When employed later on—in France—he did not belie the nostril diagnosis. I quote from Hoche’s Bismarck Intime—
“Apropos of the burnt villages and the peasants who were burnt, Bismarck remarked that the smell from the villages was ‘like the smell of roast onions.’ Favre remarked to Bismarck that ladies were to be seen strolling on the boulevards, and pretty, healthy children were playing around. ‘You surprise me,’ said Bismarck; ‘I thought you had already eaten all the children.’

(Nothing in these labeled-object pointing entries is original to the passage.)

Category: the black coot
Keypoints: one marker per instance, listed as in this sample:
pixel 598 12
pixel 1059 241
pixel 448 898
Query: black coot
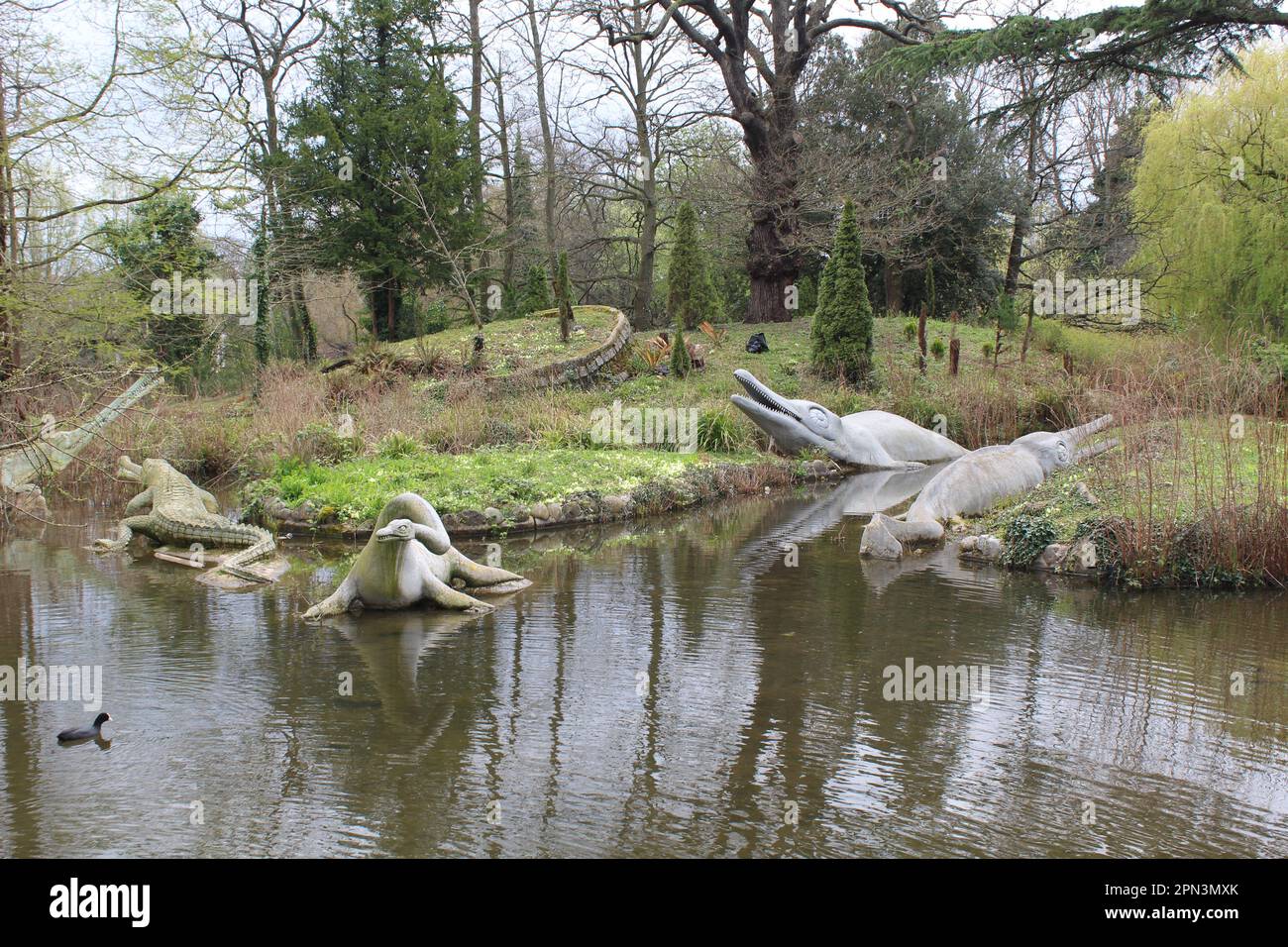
pixel 85 732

“Favre complained to Bismarck that his soldiers had fired on a hospital, L’Hospice des Quinze-Vingts: ‘Why not?’ he replied. ‘The French fired on our soldiers who were vigorous and strong.’”
The Prussia, to whose tradition he succeeded, lives in the irony or indignant protest of the great humanists. I cite but two. “War,” said Mirabeau, “is the national industry of Prussia.” And Mr. Frederic Harrison, in a superb essay, published when Germany was hammering at the gates of Paris in 1870–71, drew out a sound digest of title—
“Prussia is the sole European kingdom which has been built up province by province on the battlefield, cemented stone by stone in blood. Its kings have been soldiers; sometimes generals, sometimes drill-sergeants, but ever soldiers; its people are a drilled nation of soldiers on furlough; its sovereign is simply commander-in-chief; its aristocracy are officers of the staff; its capital is a camp.”
He went on to characterise in words that bite deeper since Liége, Louvain, and Antwerp—
“Unhappily the gospel of the sword has sunk deeper into the entire Prussian people than any other in Europe. The social system being that of an army, and each citizen drilled man by man, there is no sign of national conscience in the matter. And this servile temper, begotten by this eternal drill, inclines a whole nation to repeat as if by word of command, and perhaps to believe, the convenient sophisms which the chief of its staff puts into their mouths.”